入微光芒走一圈後, 離開軀體,化作無數道流光注入石碑之中,消失不見。
秦魚知道它們是帶着數據離開的。
結束了。
這一關終于結束了。
——————
嘩啦, 水聲清冽,帶着蓮花的清香。
衆人上了岸, 發現寒氣驅減了, 大概是因爲結束了, 所以這類寒冰威能都被收走。
魏蕤上岸的時候, 也不在意衣衫濕透貼着性感的身軀,她撩了下長發, 轉頭看了一眼,頓時糟心了。
因爲某個讓她一再吃癟的元嬰女正端着林黛玉般蒼白虛弱的身子,被那護短成癌的大師姐扶着上岸。
尤記得當時被她追殺時在水裏遊得比深海靈鲨還快。
再看眼前弱柳扶風,嬌媚欲滴。
連淺眸低語都帶着幾分矯揉造作。
因爲方有容問了一句冷不冷。
那厮就回了一句, 好冷哦。
魏蕤:“...”
魔修以來見過最讓她糟心的虛僞正道女修, 沒有之一。
大概是魏蕤的眼神跟表情表達得太明顯了。
矯揉造作的青丘姑娘顯然對兇猛的魔修母老虎十分忌憚, 往自家大師姐身後又躲了躲,左手抱豬一般的貓兒, 右手攥着自家師姐的腰帶。
亦步亦趨的,乖巧得不像話。
端木清冽忽有一種想法。
“青丘姑娘。”
秦魚:“诶?”
“若是我家那妹妹能有你一半乖巧就好了。”
你家那妹妹, 不就是給明裏給天扈宗小夥子戴綠帽,暗裏跟王族小六崽子光天化日下颠鸾倒鳳的那誰麽?
秦魚想了下,回:“那大概是因爲我年紀還小吧。”
還挺謙虛。
在場都比端木绮鈴年紀大一些的五個女修:“...”
——————
秦魚跟着方有容沿着小路回大廳那邊打算出去的時候,其餘幾女倒也沒有故意繞其他路, 前後走着,但因爲關系一般, 除了秦魚兩人挨着, 其餘人都管自己走着。
“也不知道淑淑他們怎麽樣了。”
秦魚低聲談起其他人。
方有容:“死不了便好, 有何可擔心的。”
兩人正談論着, 過了幾個荷花池, 遇見了一些自家宗門人。
“咦,青丘小師姐,你這身上的衣袍是方師姐給的麽?”
“好生偏心。”
雲出岫散淡,擦着一頭濕發,随口跟秦魚等人閑談。
但她這話一出,立刻察覺到自家七竅玲珑的青丘小師姐表情略微妙。
“不是我的。”
方有容淡淡道。
雲出岫愣了下,還未說法,不遠處的魏蕤卻已站在橋上,雙手環胸,居高臨下輕嗤:“瞎麽,男人樣式衣袍看不分明?我瞧着, 倒像是你們無阙大師兄的衣袍,是吧,方有容。”

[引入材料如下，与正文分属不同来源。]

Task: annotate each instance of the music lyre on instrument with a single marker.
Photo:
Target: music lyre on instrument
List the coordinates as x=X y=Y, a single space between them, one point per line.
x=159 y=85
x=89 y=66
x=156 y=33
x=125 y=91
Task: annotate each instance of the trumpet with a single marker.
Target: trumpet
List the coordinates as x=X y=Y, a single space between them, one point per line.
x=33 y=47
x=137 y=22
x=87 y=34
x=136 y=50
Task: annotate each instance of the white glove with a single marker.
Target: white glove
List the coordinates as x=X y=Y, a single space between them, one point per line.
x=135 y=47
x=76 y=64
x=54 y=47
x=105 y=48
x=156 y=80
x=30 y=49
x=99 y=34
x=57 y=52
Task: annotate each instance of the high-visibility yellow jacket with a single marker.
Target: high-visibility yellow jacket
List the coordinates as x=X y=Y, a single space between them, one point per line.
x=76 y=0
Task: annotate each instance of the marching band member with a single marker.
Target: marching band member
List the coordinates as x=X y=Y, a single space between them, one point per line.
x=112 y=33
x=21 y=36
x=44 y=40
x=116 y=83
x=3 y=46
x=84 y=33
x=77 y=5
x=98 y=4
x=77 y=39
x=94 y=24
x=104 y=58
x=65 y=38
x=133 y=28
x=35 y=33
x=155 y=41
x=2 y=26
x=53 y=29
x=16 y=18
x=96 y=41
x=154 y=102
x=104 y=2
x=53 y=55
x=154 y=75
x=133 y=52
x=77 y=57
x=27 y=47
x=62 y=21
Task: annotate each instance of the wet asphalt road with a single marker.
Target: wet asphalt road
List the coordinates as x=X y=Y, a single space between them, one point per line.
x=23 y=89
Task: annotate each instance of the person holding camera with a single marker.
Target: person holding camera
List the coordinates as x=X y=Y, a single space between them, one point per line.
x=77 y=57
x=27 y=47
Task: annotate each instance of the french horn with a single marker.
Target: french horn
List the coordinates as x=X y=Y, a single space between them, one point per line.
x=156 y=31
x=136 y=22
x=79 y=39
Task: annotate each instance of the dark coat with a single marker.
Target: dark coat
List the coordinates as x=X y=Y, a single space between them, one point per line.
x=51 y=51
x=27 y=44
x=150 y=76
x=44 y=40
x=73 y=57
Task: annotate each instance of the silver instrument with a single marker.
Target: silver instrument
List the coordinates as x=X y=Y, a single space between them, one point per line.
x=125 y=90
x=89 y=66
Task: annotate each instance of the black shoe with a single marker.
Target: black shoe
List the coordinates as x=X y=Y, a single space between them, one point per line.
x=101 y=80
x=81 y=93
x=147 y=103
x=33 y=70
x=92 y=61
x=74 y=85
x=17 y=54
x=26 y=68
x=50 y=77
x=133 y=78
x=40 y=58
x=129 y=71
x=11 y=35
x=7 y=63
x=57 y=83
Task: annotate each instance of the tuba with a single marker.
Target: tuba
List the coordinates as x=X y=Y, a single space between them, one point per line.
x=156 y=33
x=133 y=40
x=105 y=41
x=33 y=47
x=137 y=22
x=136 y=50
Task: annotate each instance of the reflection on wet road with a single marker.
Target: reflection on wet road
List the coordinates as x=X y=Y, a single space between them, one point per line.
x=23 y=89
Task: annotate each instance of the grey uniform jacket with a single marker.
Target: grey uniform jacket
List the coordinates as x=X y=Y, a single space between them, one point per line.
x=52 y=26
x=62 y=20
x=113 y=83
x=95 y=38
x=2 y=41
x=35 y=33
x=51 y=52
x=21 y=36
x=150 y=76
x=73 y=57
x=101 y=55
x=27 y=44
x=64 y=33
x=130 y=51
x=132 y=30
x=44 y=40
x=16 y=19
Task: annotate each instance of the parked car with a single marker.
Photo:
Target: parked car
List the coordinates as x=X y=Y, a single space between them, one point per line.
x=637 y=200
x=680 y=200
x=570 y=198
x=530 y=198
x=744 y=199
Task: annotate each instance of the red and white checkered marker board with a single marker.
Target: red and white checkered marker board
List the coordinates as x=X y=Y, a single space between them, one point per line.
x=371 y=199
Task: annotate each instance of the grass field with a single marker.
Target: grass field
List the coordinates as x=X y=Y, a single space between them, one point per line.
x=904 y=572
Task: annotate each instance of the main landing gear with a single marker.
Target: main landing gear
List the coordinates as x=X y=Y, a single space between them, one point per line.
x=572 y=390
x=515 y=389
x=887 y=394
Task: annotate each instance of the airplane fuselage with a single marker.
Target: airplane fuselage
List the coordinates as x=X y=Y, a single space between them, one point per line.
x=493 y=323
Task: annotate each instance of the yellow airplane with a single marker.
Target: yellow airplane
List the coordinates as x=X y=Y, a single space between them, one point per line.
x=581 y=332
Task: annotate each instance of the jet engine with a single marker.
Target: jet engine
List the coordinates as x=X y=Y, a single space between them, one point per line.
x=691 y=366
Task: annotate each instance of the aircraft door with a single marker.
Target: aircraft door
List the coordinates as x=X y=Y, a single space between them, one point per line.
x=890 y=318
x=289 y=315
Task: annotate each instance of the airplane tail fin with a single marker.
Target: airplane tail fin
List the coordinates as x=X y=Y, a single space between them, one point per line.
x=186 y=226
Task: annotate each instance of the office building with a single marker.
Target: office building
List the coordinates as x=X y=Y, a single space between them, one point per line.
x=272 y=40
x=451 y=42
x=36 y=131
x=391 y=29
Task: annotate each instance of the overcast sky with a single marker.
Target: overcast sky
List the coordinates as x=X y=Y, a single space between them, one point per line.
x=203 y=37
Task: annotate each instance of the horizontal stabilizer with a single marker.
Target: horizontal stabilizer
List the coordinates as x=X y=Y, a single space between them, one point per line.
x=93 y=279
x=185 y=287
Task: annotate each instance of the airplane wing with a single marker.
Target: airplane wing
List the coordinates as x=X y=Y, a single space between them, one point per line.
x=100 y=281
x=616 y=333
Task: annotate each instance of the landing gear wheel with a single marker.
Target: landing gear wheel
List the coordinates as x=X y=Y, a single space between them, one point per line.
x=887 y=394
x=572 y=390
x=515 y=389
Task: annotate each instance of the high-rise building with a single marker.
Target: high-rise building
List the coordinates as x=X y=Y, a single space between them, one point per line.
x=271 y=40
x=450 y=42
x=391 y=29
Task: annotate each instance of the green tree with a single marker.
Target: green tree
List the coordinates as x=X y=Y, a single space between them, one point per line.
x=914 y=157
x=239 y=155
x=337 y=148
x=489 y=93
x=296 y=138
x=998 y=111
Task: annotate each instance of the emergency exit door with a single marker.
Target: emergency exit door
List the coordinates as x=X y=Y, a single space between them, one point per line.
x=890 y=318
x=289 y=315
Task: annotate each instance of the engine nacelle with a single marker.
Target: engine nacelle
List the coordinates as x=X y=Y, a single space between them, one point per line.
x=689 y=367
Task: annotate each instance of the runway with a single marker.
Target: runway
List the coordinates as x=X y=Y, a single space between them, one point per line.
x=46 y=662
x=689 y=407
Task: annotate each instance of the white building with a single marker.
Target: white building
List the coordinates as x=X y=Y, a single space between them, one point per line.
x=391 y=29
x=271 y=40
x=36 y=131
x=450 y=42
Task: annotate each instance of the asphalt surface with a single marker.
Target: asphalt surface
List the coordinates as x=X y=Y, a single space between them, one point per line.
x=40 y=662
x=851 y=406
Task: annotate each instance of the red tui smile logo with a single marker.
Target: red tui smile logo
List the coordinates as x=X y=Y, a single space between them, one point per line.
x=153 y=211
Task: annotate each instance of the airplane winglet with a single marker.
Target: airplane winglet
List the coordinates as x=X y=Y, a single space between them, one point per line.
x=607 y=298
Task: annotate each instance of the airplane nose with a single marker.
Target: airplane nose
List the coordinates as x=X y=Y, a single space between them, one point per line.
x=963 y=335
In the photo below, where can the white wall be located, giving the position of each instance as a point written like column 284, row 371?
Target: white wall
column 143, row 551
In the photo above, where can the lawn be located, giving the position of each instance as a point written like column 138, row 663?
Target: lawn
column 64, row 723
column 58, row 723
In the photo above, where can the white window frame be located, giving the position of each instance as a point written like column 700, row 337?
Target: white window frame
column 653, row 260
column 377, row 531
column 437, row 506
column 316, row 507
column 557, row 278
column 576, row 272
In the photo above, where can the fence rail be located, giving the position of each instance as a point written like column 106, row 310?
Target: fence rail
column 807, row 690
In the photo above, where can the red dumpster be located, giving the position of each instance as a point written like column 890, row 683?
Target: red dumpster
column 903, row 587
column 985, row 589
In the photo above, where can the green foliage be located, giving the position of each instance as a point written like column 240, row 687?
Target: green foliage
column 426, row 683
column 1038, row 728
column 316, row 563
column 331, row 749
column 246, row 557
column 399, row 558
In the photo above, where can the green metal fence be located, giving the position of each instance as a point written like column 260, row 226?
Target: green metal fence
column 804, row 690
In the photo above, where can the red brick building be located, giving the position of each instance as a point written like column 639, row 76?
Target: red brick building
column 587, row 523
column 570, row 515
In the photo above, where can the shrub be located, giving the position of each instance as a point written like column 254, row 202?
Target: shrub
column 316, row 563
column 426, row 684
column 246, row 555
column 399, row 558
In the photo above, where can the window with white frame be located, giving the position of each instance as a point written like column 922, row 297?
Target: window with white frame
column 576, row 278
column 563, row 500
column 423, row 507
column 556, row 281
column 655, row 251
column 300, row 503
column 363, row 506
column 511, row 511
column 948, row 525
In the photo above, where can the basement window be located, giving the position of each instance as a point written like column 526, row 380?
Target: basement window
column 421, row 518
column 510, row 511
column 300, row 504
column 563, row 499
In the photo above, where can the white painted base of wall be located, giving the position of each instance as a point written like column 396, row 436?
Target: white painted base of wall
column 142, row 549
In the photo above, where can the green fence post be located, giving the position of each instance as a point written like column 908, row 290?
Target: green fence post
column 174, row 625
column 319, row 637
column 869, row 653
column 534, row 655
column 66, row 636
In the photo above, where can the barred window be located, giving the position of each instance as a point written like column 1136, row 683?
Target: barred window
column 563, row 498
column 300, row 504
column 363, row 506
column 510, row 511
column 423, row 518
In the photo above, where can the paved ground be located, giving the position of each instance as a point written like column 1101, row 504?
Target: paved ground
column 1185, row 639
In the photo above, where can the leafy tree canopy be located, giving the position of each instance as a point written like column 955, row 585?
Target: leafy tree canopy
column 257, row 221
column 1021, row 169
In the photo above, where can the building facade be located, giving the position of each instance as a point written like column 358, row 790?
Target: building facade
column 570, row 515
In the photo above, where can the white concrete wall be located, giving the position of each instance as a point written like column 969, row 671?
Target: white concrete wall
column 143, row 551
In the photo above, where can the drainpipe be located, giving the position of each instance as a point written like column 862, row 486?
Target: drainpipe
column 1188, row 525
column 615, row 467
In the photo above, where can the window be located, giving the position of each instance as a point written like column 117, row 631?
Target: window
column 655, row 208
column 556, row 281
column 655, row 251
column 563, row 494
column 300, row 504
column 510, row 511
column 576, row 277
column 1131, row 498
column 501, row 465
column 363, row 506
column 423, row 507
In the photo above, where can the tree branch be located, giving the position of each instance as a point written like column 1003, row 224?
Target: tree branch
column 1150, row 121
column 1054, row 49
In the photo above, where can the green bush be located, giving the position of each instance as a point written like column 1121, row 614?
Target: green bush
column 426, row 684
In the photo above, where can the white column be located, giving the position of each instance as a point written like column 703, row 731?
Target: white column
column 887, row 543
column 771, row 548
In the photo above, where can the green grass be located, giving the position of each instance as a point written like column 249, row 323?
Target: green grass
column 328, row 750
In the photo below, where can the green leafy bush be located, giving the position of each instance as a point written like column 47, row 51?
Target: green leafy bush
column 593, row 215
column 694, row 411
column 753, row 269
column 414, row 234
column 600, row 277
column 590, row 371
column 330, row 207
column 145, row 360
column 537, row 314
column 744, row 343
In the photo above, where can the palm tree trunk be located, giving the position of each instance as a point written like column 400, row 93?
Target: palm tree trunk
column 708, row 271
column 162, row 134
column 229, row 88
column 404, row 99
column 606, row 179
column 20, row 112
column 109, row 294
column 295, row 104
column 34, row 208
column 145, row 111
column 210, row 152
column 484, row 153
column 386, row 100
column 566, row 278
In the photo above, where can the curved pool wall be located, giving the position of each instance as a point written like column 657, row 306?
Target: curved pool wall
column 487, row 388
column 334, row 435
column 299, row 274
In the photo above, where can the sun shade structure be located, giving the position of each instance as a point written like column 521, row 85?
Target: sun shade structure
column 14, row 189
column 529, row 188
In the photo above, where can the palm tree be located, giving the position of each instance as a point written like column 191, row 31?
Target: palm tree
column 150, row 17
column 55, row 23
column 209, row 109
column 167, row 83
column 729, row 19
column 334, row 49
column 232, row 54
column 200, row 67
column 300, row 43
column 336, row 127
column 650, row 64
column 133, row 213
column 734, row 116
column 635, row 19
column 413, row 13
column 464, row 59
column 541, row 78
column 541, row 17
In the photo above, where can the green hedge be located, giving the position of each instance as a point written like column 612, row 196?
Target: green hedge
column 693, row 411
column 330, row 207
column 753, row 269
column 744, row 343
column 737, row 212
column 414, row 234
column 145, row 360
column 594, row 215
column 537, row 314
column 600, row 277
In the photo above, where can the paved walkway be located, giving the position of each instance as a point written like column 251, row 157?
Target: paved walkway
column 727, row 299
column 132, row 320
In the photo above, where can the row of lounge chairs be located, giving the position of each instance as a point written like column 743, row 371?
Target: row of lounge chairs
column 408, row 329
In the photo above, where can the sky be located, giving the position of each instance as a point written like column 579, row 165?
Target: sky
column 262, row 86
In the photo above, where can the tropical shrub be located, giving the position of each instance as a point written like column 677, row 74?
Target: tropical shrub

她自知有方有容跟第五刀翎庇護, 這個青丘是自己極難動彈的,那邊反間一下吧。
她就不信這三人之間毫無縫隙——畢竟外界都一緻認爲方有容跟第五刀翎乃天生一對, 瘋傳無阙也有意讓兩人結成道侶。
肥水不流外人田嘛。
不單單外人, 就連無阙内部許多真傳弟子也曾有這樣的認知。
所以一下子...衆人靜了。
伏夏等人在場,看似不插手,其實也好奇。
衆目睽睽之下,方有容淡定,輕拾衣擺上階梯,沒有說話。
邊上的秦魚卻是扶着拱橋扶手慢慢上去。
“不是大師兄哦。”
她平靜否認,卻回頭側身,朝下面一些自家弟子撩眉淺笑。
“難道在你們看來,我青丘不值得其他男人爲我解衣袍麽?”
她笑着,且還略一眨眼。
眉梢吊尾都染着幾分歲月凝練韻養的清妩。
風韻淡入骨,風華深沉浮。
從乖巧小師妹,眨眼就成了風情萬種百轉婉約的大姐姐。
衆人都呆了。
而她這陡然一句,倏然一變,無縫銜接,如此突兀又如此突然,讓魏蕤都沒反應過來。
青丘小師姐已經擡手随意一指。
“哝,好巧,他也在這呢。”
顔召等人一看,臉都要氣歪了!!
又是這個小白臉!
方有容一看,哦,登堂入室秉燭夜談才完事兒的柳公子啊。